The authors found that for the 35 patients who were treated with first-line platinum-based chemotherapy, those with mutations in HR genes had greater overall survival compared with those without mutations in these genes (25.1 months vs. 15.3 months), suggesting that mutations in HR genes may be associated with enhanced overall survival. Furthermore, patients with HR mutations had a 44 percent lower risk of disease progression than patients without these mutations after first-line treatment with platinum-based chemotherapy. The lower risk of disease progression was observed regardless of whether the mutations were in core or noncore HR genes.

Among patients with mutations in HR genes, those who were treated with platinum-based chemotherapy had higher progression-free survival (PFS) than those who received non-platinum treatment (12.6 months vs. 4.4 months). For the patients with mutations in both gene copies, those who were treated with platinum-based chemotherapy had greater PFS than those treated with other therapies (13.3 months vs. 3.8 months). This association was not observed for patients with mutations in only one gene copy, suggesting that platinum-based chemotherapy may provide a greater clinical benefit in patients with mutations in both copies of HR genes.

“Our data support the use of platinum-based chemotherapy as first-line treatment for patients with defects in various HR genes,” said O’Reilly. “The results underscore the importance of genetic testing in newly diagnosed patients to help refine treatment decisions.”

“HR deficiency defined by pathogenic mutation of core HR genes and loss of both copies of either core or noncore HR genes confers the greatest platinum sensitivity,” said Park. “Patients with these deficiencies represent the optimal subgroup for therapies that target DNA repair pathways, such as platinum-based chemotherapy.” He noted that these deficiencies could also be predictive of response to other targeted developmental therapeutics in DNA repair pathways, to other PARP inhibitors, and to immunotherapy, although additional research into these will be needed.

“Identifying factors associated with treatment response may also help us understand why some patients’ tumors do not respond to treatment and why some that respond ultimately develop resistance,” Park added.

A limitation of the study is that the analysis was performed on a highly selected group of patients and therefore may not represent all patients with pancreatic cancer. “While the data are very compelling, we need to validate the results prospectively in wider and larger datasets,” noted O’Reilly.

Additional challenges included low sample purity, limited tissue availability, and other technical limitations.

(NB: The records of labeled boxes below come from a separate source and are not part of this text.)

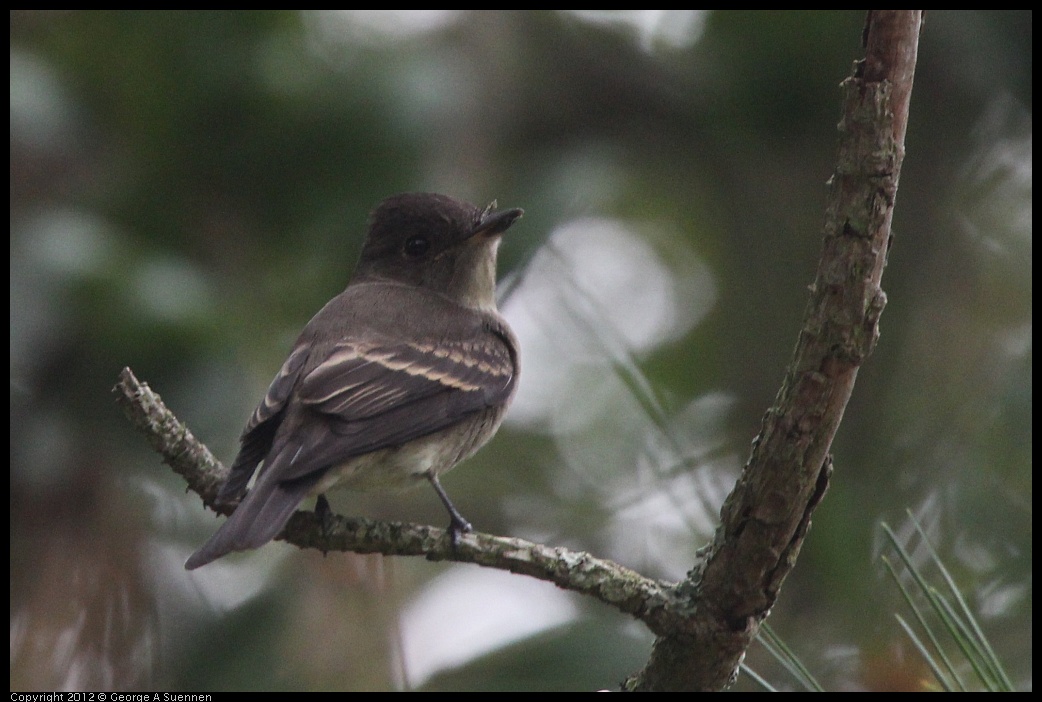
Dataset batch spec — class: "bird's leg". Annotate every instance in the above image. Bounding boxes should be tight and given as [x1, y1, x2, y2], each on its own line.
[427, 473, 473, 551]
[315, 493, 333, 556]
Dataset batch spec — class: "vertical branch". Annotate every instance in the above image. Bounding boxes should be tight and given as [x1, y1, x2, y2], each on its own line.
[627, 10, 922, 690]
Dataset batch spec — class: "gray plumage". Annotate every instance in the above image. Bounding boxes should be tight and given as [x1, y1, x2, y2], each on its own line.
[184, 194, 522, 570]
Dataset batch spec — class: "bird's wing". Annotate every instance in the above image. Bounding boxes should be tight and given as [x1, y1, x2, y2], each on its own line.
[278, 330, 517, 480]
[211, 344, 311, 502]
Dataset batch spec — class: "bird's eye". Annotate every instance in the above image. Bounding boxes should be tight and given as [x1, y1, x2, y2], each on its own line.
[405, 236, 430, 258]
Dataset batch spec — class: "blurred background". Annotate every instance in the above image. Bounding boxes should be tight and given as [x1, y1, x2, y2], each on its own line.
[10, 10, 1033, 691]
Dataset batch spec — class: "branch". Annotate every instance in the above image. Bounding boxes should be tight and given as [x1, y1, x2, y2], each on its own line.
[627, 10, 922, 690]
[113, 368, 672, 631]
[114, 10, 922, 690]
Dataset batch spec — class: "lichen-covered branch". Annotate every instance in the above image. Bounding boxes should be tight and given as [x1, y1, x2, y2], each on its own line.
[113, 368, 672, 630]
[627, 10, 922, 690]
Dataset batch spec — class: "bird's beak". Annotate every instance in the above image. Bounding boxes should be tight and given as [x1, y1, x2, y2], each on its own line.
[471, 200, 524, 236]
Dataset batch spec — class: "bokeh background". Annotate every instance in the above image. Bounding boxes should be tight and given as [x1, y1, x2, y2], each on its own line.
[10, 10, 1033, 691]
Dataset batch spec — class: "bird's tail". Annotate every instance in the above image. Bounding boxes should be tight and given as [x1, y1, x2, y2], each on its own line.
[184, 458, 320, 571]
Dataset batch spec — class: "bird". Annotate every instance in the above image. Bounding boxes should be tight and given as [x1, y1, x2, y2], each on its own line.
[184, 193, 523, 570]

The study was supported by MSKCC, National Institutes of Health, Parker Institute for Cancer Immunotherapy, David M. Rubenstein Center for Pancreatic Cancer Research, Bonnie Reiss Family Foundation, Breast Cancer Research Foundation, and the Sarah Jenkins Fund. Park has received research funds from Merck, Astellas, and Gossamer Bio and has received honoraria from Ipsen. O’Reilly has received research funds from Genentech, Roche, Bristol-Myers Squibb, Halozyme, Celgene, MabVax Therapeutics, ActaBiologica, AstraZeneca, Silenseed, and Polaris. O’Reilly has served consulting or advisory roles for Cytomx, BioLineRx, Targovax, Celgene, Bayer, Polaris, Sobi, Ipsen, and Merck.